In this week's Nature, researchers from Harvard University and Cornell University report on a method to study epistasis, the non-additive interactions between alleles that has been suggested to be involved in shaping population fitness. Noting that epistasis for fitness should also have a "genomic footprint," the researchers developed an approach to capture this signal based on detecting genotype ratio distortion as a sign of epistasis. They applied it to a large panel of Drosophila recombinant inbred lines and experimentally confirmed that instances of genotype ratio distortion represent loci with epistatic fitness effects. The findings indicate that the "raw material to drive reproductive isolation is segregating contemporaneously within species and does not necessarily require … the emergence of incompatible mutations independently derived and fixed in allopatry," the researchers write.

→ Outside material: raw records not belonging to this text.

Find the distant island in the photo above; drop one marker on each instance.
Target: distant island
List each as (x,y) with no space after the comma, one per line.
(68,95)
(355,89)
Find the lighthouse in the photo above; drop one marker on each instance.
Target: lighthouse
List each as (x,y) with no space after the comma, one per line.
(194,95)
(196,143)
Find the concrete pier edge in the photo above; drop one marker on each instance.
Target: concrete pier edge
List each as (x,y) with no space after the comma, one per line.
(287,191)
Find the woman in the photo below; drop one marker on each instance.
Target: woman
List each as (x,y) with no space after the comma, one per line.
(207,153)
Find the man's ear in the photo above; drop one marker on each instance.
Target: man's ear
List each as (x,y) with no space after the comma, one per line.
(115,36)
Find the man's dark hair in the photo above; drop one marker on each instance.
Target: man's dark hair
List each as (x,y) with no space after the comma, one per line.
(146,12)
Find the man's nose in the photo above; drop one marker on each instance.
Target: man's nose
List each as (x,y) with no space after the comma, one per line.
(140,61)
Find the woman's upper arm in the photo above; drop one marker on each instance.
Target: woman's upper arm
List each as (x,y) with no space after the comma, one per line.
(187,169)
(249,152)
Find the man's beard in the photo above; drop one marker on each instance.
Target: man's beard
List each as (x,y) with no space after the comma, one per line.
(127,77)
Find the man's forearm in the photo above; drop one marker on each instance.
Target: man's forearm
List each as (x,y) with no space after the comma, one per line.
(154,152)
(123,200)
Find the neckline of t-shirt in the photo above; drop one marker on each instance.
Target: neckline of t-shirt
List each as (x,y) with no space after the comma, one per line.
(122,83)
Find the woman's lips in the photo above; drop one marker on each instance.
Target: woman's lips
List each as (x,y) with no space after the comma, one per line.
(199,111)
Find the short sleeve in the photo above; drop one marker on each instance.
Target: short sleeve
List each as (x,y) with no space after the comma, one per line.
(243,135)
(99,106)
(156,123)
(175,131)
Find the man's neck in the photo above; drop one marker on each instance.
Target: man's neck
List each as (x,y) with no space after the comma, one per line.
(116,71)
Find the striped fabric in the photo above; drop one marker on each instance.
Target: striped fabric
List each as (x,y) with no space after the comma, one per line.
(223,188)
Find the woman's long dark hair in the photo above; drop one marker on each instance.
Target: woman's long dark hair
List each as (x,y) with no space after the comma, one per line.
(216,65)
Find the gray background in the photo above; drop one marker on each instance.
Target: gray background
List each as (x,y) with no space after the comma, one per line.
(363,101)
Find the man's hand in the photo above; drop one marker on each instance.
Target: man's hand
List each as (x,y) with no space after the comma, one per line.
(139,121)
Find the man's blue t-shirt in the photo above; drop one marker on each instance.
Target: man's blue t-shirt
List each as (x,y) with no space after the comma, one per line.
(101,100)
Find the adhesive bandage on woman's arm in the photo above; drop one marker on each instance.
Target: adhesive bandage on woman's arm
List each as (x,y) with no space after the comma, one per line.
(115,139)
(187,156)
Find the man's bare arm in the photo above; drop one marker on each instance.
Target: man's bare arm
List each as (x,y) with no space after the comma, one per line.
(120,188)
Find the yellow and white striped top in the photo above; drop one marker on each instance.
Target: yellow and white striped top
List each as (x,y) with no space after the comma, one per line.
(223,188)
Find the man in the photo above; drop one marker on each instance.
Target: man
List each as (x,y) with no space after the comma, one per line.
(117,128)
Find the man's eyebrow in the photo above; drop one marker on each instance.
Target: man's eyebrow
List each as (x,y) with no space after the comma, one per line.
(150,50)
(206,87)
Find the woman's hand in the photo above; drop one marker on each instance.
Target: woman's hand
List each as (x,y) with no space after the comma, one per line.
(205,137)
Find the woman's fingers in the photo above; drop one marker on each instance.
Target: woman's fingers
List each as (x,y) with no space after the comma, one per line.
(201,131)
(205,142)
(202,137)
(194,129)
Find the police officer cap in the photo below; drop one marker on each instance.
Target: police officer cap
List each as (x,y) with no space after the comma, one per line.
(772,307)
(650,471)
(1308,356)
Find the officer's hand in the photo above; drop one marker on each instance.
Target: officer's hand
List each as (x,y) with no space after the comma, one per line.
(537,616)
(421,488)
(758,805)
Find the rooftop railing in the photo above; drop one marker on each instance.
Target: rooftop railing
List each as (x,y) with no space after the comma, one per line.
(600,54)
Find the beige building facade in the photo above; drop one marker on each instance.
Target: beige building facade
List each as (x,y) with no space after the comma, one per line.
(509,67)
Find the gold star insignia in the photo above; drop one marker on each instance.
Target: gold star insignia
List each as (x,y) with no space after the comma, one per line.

Meanwhile, in Nature Biotechnology, a team from the University of California, San Diego, and the Ludwig Institute for Cancer Research publish details on a new approach for whole-genome haplotype reconstruction called HaploSeq. Using proximity ligation and sequencing, the investigators showed that alleles on homologous chromosomes occupy distinct territories, and they were able to preferentially recover physically linked DNA variants on a homolog. Computational analysis of such datasets allows for accurate reconstruction of chromosome-spanning haplotypes for around 95 percent of alleles in hybrid mouse cells with 30x sequencing coverage, the researchers say. To resolve haplotypes for a human genome, they combined HaploSeq with local conditional phasing to obtain haplotypes for about 81 percent of alleles with approximately 98 percent accuracy from just 17x sequencing.